In fact, for subquery c, the final result set of the left join only cares about the data that can match the resourceid of the main table. So we can rewrite the statement as follows, and the execution time drops from 2 seconds to 2 milliseconds.
SELECT a.*,
c.allocated
FROM (
SELECT resourceid
FROM my_distribute d
WHERE isdelete = 0
AND cusmanagercode = '1234567'
ORDER BY salecode limit 20) a
LEFT JOIN
(
SELECT resourcesid, sum(ifnull(allocation, 0) * 12345) allocated
FROM my_resources r,
(
SELECT resourceid
FROM my_distribute d
WHERE isdelete = 0
AND cusmanagercode = '1234567'
ORDER BY salecode limit 20) a
WHERE r.resourcesid = a.resourcesid
GROUP BY resourcesid) c
ON a.resourceid = c.resourcesid
But the subquery a appears multiple times in our SQL statement. This way of writing not only has additional overhead, but also makes the entire statement significantly complicated. Rewrite again using the WITH statement:
WITH a AS
(
SELECT resourceid
FROM my_distribute d
WHERE isdelete = 0
AND cusmanagercode = '1234567'
ORDER BY salecode limit 20)
SELECT a.*,
c.allocated
FROM a
LEFT JOIN
(
SELECT resourcesid, sum(ifnull(allocation, 0) * 12345) allocated
FROM my_resources r,
a
WHERE r.resourcesid = a.resourcesid
GROUP BY resourcesid) c
ON a.resourceid = c.resourcesid
Summarize
The database compiler generates an execution plan, which determines how SQL is actually executed. But the compiler is just doing its best, and not all database compilers are perfect.
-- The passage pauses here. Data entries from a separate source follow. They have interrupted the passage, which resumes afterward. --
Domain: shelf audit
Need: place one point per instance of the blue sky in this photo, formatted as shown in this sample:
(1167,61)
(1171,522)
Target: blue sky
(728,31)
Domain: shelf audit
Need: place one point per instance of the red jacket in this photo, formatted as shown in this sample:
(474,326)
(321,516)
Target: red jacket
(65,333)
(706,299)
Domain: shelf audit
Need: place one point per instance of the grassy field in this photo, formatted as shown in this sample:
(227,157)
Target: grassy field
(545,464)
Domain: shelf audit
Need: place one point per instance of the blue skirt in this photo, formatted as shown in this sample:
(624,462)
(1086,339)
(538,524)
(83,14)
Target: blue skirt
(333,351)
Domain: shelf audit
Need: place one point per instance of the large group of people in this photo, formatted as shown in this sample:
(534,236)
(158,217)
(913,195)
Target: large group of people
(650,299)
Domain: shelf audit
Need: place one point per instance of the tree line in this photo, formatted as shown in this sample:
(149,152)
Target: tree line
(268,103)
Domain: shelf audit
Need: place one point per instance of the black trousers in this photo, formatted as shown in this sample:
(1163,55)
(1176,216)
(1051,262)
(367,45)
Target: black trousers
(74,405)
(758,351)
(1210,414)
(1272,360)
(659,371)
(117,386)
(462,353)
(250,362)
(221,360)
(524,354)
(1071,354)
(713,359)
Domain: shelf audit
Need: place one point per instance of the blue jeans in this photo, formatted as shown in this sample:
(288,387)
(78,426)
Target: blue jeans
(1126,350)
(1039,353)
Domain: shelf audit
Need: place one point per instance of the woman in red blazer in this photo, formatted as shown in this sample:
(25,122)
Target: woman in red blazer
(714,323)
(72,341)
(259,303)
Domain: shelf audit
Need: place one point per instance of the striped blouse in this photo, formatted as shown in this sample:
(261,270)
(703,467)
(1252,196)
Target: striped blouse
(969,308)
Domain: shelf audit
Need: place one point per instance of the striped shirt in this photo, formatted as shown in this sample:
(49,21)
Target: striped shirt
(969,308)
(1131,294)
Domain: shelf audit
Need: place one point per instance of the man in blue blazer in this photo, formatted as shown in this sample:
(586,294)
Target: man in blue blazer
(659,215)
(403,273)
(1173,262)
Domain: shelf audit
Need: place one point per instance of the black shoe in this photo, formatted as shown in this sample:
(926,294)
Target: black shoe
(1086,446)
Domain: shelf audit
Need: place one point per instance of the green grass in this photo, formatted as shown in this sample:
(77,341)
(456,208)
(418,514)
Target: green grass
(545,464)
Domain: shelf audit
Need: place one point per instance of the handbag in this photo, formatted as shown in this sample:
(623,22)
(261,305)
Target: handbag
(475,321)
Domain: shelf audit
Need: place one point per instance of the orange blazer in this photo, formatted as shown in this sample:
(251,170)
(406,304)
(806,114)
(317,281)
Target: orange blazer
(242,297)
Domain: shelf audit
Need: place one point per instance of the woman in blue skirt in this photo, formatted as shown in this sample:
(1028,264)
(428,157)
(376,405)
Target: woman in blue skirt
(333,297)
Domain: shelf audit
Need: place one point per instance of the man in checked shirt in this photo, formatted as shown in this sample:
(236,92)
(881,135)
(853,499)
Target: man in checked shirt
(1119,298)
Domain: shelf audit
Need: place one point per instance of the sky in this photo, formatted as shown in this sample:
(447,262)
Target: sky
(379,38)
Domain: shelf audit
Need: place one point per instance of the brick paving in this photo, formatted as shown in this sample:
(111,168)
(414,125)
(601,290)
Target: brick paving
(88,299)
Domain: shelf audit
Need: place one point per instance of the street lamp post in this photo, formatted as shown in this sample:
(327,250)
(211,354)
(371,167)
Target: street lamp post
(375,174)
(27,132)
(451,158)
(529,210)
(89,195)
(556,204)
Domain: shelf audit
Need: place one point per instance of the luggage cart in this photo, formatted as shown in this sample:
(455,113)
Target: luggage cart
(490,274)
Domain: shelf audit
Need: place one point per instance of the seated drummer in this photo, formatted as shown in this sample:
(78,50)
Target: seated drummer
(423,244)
Most of the scenarios mentioned above also have performance problems in other databases. Only by understanding the characteristics of the database compiler can we avoid its shortcomings and write high-performance SQL statements.
When designing data models and writing SQL statements, programmers should bring in the idea or awareness of algorithms.
To write complex SQL statements, you must develop the habit of using the WITH statement. Concise and clear SQL statements can also reduce the burden on the database.